Kruyuuk. Perutku bergemuruh. Memalukan. Di alam mimpipun aku bisa kelaparan. Oya aku ingat, sebelum tidur tadi, aku hanya menghabiskan satu bungkus snack keripik balado berukuran sedang. Tidak makan malam dengan menu yang tepat, sepertinya membuat lambungku memberontak.

Ketika duduk di satu-satunya meja yang kosong, aku mulai merasa gelisah. Ada seseorang yang sedang mengawasiku. Pengunjung yang duduk merapat dengan kawan atau mungkin keluarga mereka, tidak memberiku celah untuk mengira siapa yang kira-kira sedang mengawasiku.

“Rio?” pekikku dalam hati.

Kenapa lagi-lagi dia muncul di mimpiku? Apakah dia tidak punya alam mimpi sendiri? Aku segera pergi menuju tangga yang menghubungkan ruang makan di lantai bawah menuju kamar-kamar penginapan di lantai berikutnya. Rio tidak mengikutiku. Aku memilih untuk bersembunyi di sebuah kamar yang terbuka. Ceklik, pintu itu bisa kukunci rapat.
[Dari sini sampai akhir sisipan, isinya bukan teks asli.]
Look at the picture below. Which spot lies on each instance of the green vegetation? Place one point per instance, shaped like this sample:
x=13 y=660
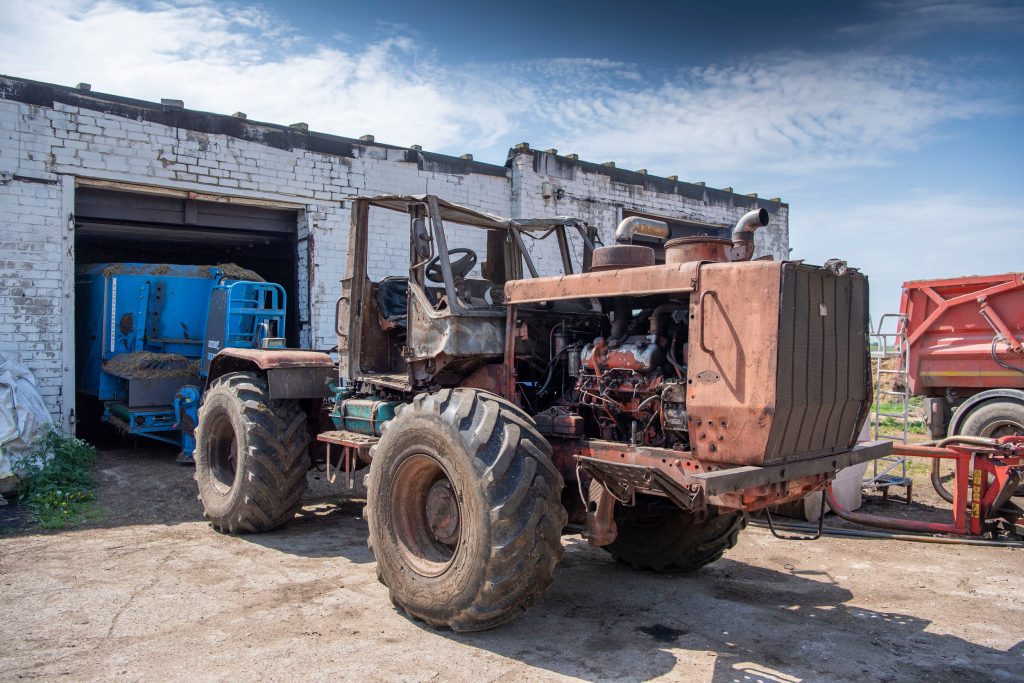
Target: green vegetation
x=58 y=493
x=915 y=425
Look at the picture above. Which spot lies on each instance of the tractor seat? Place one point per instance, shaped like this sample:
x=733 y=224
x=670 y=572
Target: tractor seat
x=392 y=300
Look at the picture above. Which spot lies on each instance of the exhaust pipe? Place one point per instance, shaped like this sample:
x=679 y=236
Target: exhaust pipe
x=742 y=233
x=640 y=225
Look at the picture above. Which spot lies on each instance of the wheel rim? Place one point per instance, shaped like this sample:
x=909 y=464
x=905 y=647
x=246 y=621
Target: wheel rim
x=426 y=515
x=1003 y=428
x=221 y=447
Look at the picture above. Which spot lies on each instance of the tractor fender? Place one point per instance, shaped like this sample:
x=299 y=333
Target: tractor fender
x=290 y=373
x=965 y=409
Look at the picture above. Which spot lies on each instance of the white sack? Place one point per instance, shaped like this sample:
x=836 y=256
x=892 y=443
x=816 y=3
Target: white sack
x=24 y=416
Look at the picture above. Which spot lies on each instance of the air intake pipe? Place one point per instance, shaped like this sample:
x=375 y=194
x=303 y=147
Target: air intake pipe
x=640 y=225
x=742 y=233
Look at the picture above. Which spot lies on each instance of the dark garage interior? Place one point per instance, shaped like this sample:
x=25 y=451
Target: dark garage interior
x=114 y=226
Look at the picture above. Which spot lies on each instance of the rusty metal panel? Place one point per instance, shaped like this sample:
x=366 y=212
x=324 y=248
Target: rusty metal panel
x=733 y=344
x=823 y=385
x=300 y=382
x=636 y=282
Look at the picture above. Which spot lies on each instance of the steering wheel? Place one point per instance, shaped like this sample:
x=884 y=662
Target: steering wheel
x=460 y=266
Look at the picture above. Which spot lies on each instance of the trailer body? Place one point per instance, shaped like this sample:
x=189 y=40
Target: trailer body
x=966 y=351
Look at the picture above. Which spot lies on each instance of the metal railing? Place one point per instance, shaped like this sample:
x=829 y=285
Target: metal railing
x=891 y=471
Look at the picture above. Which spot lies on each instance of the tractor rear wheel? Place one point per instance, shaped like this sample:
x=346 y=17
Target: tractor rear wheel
x=464 y=510
x=651 y=537
x=251 y=456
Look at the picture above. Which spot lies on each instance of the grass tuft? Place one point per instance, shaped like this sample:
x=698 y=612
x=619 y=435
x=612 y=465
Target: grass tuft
x=59 y=492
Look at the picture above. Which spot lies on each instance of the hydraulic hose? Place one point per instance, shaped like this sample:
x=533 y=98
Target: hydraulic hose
x=1003 y=364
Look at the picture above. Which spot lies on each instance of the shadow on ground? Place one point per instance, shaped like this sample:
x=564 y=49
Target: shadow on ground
x=753 y=624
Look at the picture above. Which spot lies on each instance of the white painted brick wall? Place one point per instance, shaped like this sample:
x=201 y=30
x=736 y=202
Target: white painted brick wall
x=43 y=150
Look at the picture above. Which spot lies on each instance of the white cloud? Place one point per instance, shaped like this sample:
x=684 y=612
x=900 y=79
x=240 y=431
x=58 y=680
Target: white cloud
x=784 y=113
x=922 y=237
x=223 y=58
x=903 y=19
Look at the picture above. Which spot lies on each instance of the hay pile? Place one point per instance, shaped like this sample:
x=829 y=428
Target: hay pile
x=148 y=366
x=229 y=270
x=235 y=271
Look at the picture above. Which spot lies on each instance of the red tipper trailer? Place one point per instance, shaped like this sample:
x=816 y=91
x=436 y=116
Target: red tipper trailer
x=966 y=338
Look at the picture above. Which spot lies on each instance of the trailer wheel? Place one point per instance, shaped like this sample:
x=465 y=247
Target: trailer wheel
x=668 y=541
x=251 y=456
x=994 y=419
x=464 y=510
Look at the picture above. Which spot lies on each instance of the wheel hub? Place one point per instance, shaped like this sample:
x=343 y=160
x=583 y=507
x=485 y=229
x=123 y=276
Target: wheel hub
x=442 y=512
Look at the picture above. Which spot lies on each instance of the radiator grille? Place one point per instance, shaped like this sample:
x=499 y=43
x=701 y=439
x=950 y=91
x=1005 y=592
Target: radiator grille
x=823 y=378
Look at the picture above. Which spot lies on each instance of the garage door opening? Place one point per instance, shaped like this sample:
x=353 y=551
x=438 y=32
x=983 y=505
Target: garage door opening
x=113 y=226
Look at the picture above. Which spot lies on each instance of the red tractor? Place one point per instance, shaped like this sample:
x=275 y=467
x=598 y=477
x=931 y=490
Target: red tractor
x=651 y=395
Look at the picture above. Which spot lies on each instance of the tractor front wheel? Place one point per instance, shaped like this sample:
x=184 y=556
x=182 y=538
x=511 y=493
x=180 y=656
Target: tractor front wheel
x=464 y=510
x=667 y=540
x=251 y=456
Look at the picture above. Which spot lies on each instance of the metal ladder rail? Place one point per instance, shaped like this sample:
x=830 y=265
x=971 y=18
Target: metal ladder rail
x=892 y=470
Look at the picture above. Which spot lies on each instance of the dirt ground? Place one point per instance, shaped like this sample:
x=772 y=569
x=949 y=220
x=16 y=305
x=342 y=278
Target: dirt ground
x=150 y=592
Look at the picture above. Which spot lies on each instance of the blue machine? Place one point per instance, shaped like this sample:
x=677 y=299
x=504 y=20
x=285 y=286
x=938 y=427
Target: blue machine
x=146 y=334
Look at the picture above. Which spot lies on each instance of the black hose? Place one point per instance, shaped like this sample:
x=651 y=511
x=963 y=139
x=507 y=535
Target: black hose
x=1001 y=364
x=672 y=355
x=551 y=370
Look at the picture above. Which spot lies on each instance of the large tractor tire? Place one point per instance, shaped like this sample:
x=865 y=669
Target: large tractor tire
x=464 y=510
x=251 y=456
x=666 y=540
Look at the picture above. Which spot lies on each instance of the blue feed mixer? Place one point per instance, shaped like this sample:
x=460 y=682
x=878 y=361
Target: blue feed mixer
x=146 y=334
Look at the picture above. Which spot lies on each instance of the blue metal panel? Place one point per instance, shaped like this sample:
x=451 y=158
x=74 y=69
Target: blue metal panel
x=173 y=309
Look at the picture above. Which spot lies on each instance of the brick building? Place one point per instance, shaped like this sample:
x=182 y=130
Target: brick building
x=88 y=177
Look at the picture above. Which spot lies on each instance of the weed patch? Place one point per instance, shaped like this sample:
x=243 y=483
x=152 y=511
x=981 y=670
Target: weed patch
x=59 y=492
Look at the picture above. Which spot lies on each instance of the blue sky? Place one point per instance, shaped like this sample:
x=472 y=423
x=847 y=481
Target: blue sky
x=894 y=129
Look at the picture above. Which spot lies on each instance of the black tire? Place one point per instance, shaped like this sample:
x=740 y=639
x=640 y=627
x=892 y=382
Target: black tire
x=251 y=456
x=464 y=510
x=656 y=539
x=994 y=419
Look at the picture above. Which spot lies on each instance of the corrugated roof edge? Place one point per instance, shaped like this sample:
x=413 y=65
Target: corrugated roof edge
x=652 y=182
Satu menit. Dua menit. Lima belas menit, lalu sebuah ketukan halus mengejutkanku.

“Hana,” kata Rio segera setelah kubuka pintu itu.

Terjadi aksi dorong-dorongan antara aku dan Rio dengan pintu di antara kami. Tanganku sudah licin berlumuran keringat. Dalam satu dorongan lumayan kuat, Rio berhasil merangsek masuk.

“Jangan tutup pintumu!” katanya tegas.

**

Ceritaku yang sedang kutulis baru saja selesai saat Rio sedang masuk ke dalam kantor. Sedikit mengejutkan karena potongan rambut terbarunya sama persis dengan yang ada di mimpiku.

“Hana, kenapa kamu bengong?” Rio menghampiri mejaku dengan senyum paling manis yang bisa ia buat.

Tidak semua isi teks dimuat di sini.